President Barack Obama was impressed with what he saw at Fremont's Solyndra Inc. solar cell manufacturing plant Wednesday.
He shook hands of Solyndra workers then went on a tour of the facility with the company CEO Chris Gronet. It turned into a bit of a workout when he and Gronet lifted up a 60-pound solar panel primarily intended for the commercial rooftop solar market.
"This is impressive. It really is." Obama said during his tour of the plant.
Obama also gave props to Gov. Arnold Schwarzenegger and San Francisco District Attorney Kamala Harris, who's also running for California attorney general. Later, he and Schwarzenegger had a brief private meeting together.
About 200 protesters were visible from the sidewalk. They were protesting everything from immigration to offshore drilling to the state's budget cuts.
The visit was Obama's final stop in the Bay Are for a whirlwind fundraising trip to benefit Senator Barbara Boxer's re-election campaign and the Democratic Senatorial Campaign Committee.
With the massive oil spill in the Gulf of Mexico calling into question his plans to expand offshore drilling, Obama was looking to highlight the benefits of alternative energy sources during his quick trip to the Bay Area. He called the Gulf oil spill "heartbreaking" and underscored his administration's aim to find cleaner energy sources.
He also talked to workers about how expanding the clean energy sector can create jobs and aid the nation's economic recovery.
Solyndra is currently in the midst of a massive expansion project which was made possible by a federal loan program. The White House says it's one of the most successful investments made as part of the president's $826 billion economic stimulus. The company received a $535 million loan guarantee from the Energy Department last year to help build the new manufacturing plant, a project that now employs 1,000 workers.

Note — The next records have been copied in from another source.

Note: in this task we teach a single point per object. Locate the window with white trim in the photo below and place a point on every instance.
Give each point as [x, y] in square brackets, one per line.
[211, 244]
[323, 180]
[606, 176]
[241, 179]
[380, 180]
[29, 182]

The company estimates the construction project could create up to 3,000 jobs total, and as many as 1,000 permanent jobs when the 300,000-square foot facility opens up.
At the Solyndra plant, the president reaffirmed his earlier assertions that the BP oil disaster in the Gulf of Mexico only reinforces the need to find alternatives to oil.
Some Fremont residents were amused that Obama's motorcade would have to drive on one of the Bay Area's most pothole-ridden streets on his way to Solyndra. Kato Road recently made Mercury News columnist Mr. Roadshow's list of the 10 worst streets. The city can't afford to repave the overly bumpy road -- not even for the president's limousine. Turns out the president didn't have to deal with the bumpy ride -- he arrived at the plant aboard a helicopter.
Obama travels to the Gulf region Friday, where he will assess the efforts to stop the massive oil flow.